Nurys, speaking in Spanish with Sosa as her translator, described her experience working in a garment factory. She said female workers were especially vulnerable to mistreatment, and were often the victims of sexual harassment or were fired when they became pregnant.

She also noted that the low wages and long hours – up to 16 hours a day – common in the garment industry did not allow workers to continue their education, essentially closing off the pursuit of opportunities that might improve their lives and those of their families.

Company offers living wages

Nurys and Sosa were part of the labor organization effort that led to the establishment of Alta Gracia, the only apparel company in the developing world to offer fair working conditions and living wages to its employees. An Alta Gracia employee receives 18,153 in Dominican pesos, the equivalent of about $497 monthly, which exceeds the legal minimum wage of 5,400 pesos or about $148 by nearly 340 percent, according to a 2014 report by John M. Kline and Edward Soule at Georgetown University.

Owned by Knights Apparel, a privately held South Carolina firm, it is located in a former apparel sweatshop that made baseball caps for Reebok and Nike until 2007.

Alta Gracia is cited by the Human Thread Campaign and other organizations as a model of how workers’ rights could be upheld within the garment industry without sacrificing profitability.

The company primarily manufactures and sells branded products to colleges and universities, but also sells bulk branded T-shirts and sweatshirts through distributor Ethix Merch.

“Alta Gracia is more than a model, more than a brand – it is a tool to create significant changes in this industry,” said Sosa.
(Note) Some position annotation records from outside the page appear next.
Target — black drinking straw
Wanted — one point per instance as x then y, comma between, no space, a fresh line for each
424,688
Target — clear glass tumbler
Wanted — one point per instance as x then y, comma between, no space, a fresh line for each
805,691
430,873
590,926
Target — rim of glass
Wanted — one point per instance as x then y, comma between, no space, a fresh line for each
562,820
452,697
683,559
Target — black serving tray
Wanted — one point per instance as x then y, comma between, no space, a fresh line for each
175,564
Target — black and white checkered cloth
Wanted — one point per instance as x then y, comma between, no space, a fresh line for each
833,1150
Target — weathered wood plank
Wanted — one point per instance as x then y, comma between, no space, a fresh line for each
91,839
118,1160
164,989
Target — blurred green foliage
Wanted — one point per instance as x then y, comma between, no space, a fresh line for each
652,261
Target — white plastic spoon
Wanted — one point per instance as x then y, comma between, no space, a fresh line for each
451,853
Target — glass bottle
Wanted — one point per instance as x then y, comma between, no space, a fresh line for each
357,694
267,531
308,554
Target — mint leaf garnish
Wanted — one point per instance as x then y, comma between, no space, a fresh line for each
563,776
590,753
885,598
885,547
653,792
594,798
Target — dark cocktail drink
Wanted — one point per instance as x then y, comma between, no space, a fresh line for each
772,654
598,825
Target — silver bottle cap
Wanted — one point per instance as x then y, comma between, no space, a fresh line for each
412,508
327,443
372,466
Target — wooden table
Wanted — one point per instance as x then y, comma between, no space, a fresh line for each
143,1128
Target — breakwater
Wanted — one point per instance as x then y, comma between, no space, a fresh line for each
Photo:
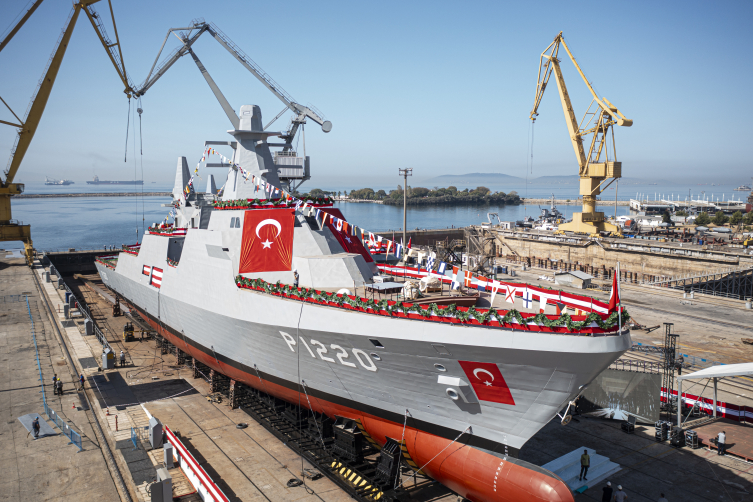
102,194
574,202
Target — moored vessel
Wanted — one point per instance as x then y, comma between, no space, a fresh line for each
262,286
97,181
52,181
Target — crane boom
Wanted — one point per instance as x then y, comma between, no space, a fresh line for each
19,24
599,163
187,40
11,230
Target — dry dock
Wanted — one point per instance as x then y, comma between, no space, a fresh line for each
253,463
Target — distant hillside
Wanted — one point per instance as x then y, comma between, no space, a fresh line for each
555,180
469,179
474,178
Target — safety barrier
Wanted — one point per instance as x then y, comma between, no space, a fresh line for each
75,437
84,311
197,476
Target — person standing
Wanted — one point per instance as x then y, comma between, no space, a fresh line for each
585,462
606,495
35,427
721,443
620,496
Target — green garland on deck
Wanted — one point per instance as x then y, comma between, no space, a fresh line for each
433,309
241,203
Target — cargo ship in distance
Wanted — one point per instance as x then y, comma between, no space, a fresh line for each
52,181
97,181
460,388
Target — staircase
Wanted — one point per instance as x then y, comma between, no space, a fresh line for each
567,467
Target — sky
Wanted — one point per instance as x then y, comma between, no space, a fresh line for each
442,87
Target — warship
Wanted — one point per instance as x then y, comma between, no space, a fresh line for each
263,288
53,181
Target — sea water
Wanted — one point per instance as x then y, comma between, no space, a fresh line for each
94,222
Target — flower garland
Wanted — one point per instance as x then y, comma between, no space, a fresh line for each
463,314
265,203
110,262
134,250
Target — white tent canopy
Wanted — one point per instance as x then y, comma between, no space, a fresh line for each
721,371
714,372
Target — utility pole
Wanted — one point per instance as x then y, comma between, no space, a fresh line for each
405,173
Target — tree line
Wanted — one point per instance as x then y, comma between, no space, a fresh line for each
424,196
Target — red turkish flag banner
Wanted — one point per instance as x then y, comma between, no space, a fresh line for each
267,244
488,382
614,296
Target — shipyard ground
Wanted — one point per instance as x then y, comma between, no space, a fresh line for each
252,464
247,464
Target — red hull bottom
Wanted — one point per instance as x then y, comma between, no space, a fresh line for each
470,472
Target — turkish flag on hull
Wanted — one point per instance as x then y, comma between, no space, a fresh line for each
488,382
267,244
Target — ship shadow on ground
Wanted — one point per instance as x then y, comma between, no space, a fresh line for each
113,391
161,389
213,474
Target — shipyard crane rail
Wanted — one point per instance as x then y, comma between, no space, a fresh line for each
600,163
188,36
10,229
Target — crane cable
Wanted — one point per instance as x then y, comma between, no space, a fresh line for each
141,151
128,127
135,175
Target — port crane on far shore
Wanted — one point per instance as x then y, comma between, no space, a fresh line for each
600,163
10,229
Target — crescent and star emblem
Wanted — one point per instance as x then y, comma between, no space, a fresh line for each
481,370
268,244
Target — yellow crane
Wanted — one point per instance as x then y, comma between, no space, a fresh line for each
10,229
600,163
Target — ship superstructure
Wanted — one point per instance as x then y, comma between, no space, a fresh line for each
462,389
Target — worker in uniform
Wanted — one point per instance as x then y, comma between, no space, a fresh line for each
35,427
585,462
721,441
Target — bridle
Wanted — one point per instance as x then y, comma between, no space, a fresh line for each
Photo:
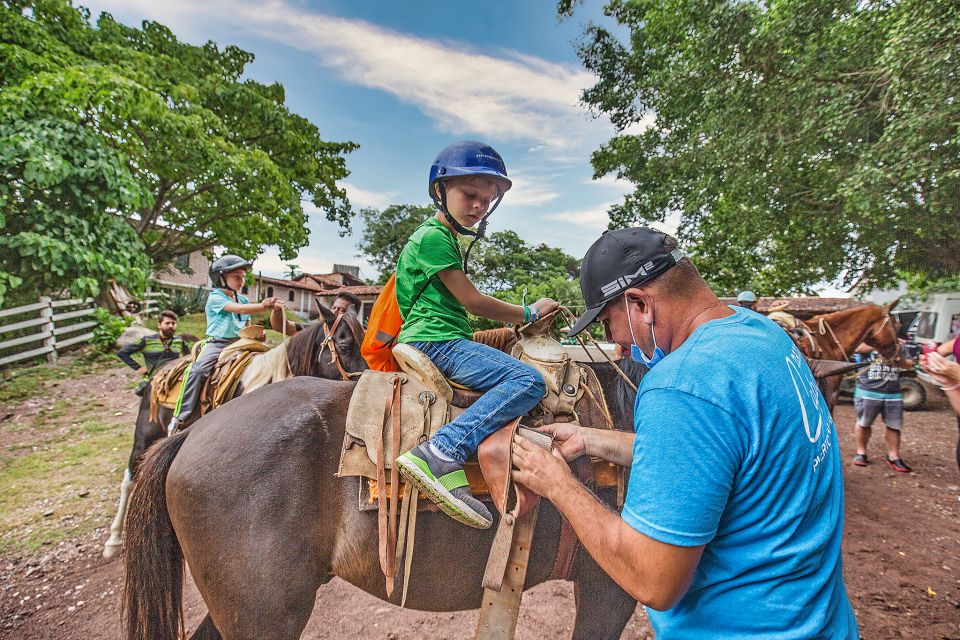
896,358
328,341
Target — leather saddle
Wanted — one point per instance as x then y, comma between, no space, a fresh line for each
223,383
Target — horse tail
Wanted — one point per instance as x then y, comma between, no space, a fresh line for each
153,585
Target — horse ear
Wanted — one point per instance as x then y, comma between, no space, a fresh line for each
327,315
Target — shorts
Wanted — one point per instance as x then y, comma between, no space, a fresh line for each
869,408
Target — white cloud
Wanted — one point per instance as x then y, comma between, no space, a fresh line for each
529,190
503,96
598,218
645,122
363,198
594,217
612,181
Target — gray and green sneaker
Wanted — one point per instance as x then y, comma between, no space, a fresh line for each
446,484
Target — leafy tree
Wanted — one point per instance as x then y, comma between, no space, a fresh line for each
386,232
110,120
504,261
798,140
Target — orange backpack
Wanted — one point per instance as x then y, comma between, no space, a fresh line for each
383,327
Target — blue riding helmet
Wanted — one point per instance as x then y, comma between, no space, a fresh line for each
467,158
225,264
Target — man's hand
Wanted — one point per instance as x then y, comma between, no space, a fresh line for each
540,470
545,306
568,439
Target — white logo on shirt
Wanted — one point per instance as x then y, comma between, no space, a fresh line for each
811,402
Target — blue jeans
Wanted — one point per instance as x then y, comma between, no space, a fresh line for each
511,389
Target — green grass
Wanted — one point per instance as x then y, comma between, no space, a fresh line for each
19,384
51,477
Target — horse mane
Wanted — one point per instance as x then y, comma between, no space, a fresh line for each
264,368
303,349
501,339
620,396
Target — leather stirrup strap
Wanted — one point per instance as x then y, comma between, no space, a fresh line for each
499,610
387,546
394,483
506,570
408,532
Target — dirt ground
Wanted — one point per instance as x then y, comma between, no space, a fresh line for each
901,561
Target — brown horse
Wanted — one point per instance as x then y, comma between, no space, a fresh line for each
249,498
836,336
308,353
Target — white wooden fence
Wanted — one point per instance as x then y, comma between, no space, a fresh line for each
57,324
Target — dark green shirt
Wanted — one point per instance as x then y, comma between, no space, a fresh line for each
155,351
436,315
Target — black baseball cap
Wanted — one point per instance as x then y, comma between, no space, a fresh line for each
617,261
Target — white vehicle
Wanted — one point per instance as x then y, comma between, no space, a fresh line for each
938,318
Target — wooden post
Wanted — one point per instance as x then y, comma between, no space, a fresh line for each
47,314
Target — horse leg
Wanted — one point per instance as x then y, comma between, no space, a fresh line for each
603,607
145,434
206,631
114,543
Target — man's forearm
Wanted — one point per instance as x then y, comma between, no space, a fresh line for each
612,446
652,572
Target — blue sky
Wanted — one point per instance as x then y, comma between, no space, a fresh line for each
403,80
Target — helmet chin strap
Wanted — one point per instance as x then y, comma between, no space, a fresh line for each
481,228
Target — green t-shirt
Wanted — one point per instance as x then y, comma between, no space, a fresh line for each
437,315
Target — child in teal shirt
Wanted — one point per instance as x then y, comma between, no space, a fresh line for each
467,182
227,313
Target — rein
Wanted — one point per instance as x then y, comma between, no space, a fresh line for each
328,341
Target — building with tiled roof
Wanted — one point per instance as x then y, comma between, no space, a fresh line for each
802,307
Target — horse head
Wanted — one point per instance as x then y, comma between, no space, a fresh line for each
881,333
329,348
338,352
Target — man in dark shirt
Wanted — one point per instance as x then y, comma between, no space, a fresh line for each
878,393
157,348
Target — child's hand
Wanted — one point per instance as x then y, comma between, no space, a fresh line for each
940,369
545,306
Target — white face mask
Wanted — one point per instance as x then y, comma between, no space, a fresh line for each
635,352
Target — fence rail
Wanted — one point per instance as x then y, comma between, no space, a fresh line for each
57,328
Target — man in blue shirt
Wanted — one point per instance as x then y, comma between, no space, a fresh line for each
733,519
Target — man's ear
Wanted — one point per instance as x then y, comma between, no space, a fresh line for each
641,303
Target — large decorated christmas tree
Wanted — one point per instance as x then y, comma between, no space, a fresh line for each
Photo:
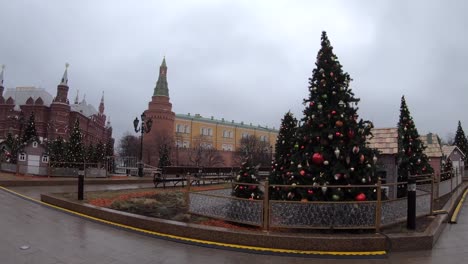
247,174
411,158
331,141
280,165
460,141
75,150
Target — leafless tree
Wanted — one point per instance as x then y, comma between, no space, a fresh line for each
257,150
203,154
129,146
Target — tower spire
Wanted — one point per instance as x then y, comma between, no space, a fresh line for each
161,88
65,76
101,105
1,75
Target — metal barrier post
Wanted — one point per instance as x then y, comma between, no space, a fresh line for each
81,183
187,195
266,210
378,208
411,213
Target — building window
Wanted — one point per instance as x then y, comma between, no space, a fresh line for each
206,131
206,145
227,134
180,128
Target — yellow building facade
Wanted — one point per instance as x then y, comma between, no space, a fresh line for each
195,130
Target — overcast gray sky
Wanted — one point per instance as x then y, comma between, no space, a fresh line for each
243,60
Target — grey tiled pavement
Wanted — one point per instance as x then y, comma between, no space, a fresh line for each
56,237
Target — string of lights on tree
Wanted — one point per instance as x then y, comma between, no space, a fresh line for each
280,165
247,174
330,144
411,158
460,141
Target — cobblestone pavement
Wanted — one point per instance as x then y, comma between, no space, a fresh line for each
50,236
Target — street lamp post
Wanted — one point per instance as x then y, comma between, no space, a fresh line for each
145,127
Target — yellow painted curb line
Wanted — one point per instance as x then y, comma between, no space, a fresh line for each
205,242
458,208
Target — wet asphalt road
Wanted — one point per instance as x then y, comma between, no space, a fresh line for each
56,237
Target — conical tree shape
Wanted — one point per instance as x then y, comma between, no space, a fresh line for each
331,143
411,157
460,141
99,153
247,174
447,170
30,132
90,154
284,144
75,150
13,146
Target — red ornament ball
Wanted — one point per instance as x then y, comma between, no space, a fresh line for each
317,158
360,197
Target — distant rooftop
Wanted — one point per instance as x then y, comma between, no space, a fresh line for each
447,150
198,117
22,94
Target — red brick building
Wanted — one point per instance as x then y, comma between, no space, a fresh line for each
54,116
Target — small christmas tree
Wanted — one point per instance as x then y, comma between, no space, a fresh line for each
284,144
461,142
247,174
30,133
447,170
331,143
90,155
411,158
99,153
57,151
75,150
109,147
164,156
12,147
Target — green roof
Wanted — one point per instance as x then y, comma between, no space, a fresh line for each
223,122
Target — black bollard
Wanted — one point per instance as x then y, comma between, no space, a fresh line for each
411,215
80,185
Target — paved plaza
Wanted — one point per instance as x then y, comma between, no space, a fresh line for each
33,233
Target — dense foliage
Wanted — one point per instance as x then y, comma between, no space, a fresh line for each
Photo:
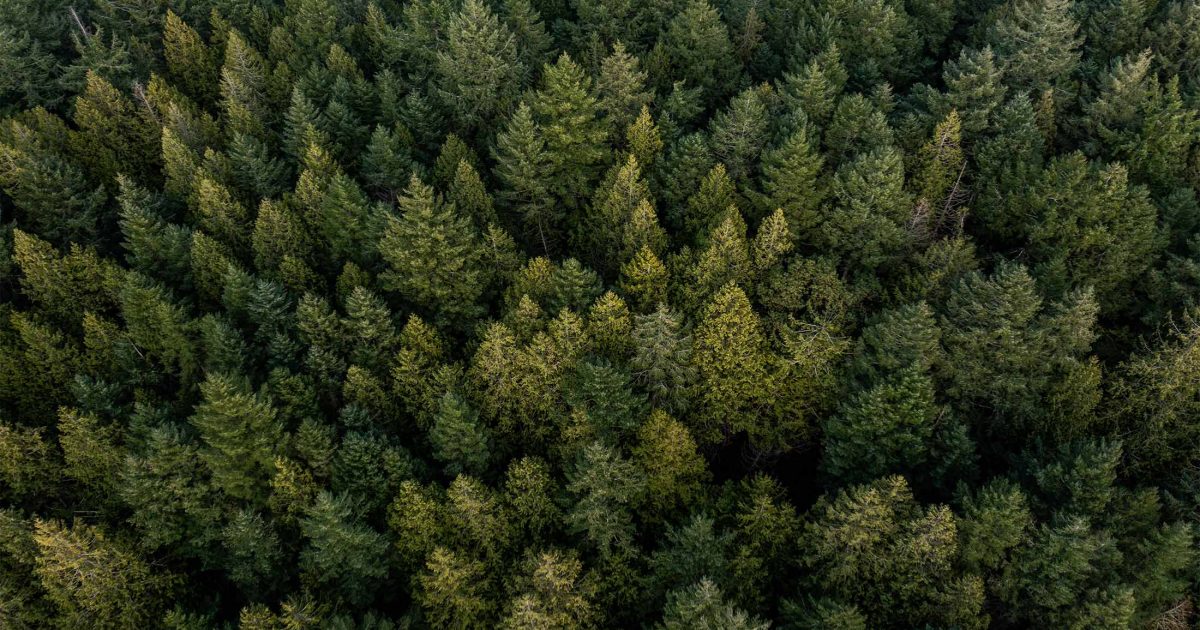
595,313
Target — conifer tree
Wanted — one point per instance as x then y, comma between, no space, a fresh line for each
244,90
1038,42
522,163
621,89
791,180
241,432
342,553
478,73
552,594
643,280
574,135
94,581
432,256
601,229
606,487
702,605
190,63
975,88
732,366
643,139
451,592
739,132
459,439
697,49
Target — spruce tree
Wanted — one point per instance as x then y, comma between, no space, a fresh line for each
241,433
432,256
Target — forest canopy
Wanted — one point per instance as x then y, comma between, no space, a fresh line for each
591,313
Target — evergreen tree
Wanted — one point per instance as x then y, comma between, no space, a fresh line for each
697,51
432,256
732,367
522,163
606,487
702,606
621,90
791,180
552,595
1037,41
94,581
341,552
457,437
478,73
241,433
451,592
574,135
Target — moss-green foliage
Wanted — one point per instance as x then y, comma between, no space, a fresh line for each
594,313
At Alta Gracia, Nurys said, workers “are treated as human beings, which is not, unfortunately, common in the Dominican Republic.”  

Sosa agreed, saying that Alta Gracia workers “are respected, have a voice in the work.”

“We want Alta Gracia to be expanded, to be replicated throughout the world,” Nurys said.  “The impact in our community has been great and positive.”

Consumers can drive global change

Speaking to the Catholic Herald afterward, Sherman emphasized the responsibility of Catholics to be responsible consumers, and the importance of the consumer in driving global change.

“Everyone likes to point fingers, but we have the ultimate power with our pocketbooks,” he said. “As Catholic consumers, we have a responsibility toward Catholic social teaching, which respects worker rights.”

Sherman noted that it can be challenging for consumers to put a human face on what they purchase.

“Our globalized market separates us from the people who make our products, clothing or anything else,” he said. “The Human Thread’s objective is to raise awareness in Catholic communities … so that we can be in more solidarity with the workers that provide these garments.”

Londoño and Sherman spoke of the continuity of Catholic teaching on the rights of the worker, most recently articulated by Pope Benedict XVI and Pope Francis. The Human Thread Campaign brochure also cites Pope Leo XXII’s 1891 encyclical Rerum Novarum, which addressed the just treatment of workers and laid the groundwork for future development of Catholic social teaching.

The next goal for the Human Thread Campaign is to reach out to individual Catholic parishes, schools and universities, to encourage institutionalized commitment to ethical sourcing among Catholic organizations.

“Ethical sourcing is something that we can do, and is something that our faith calls for,” he said. “If Catholic institutions step up and say, ‘We want to be part of the demand for ethical sourcing and ethical labor,’ we can be part of that change. I think that’s such a powerful message … being able to be proactive for such a large problem at a local level.”

For Londoño, change starts with each individual consumer.

“Every time someone has an Alta Gracia shirt or a living wage product that they opted to buy in their closet, that’s a victory, that’s a small victory for the garment industry … that’s how it starts,” he said.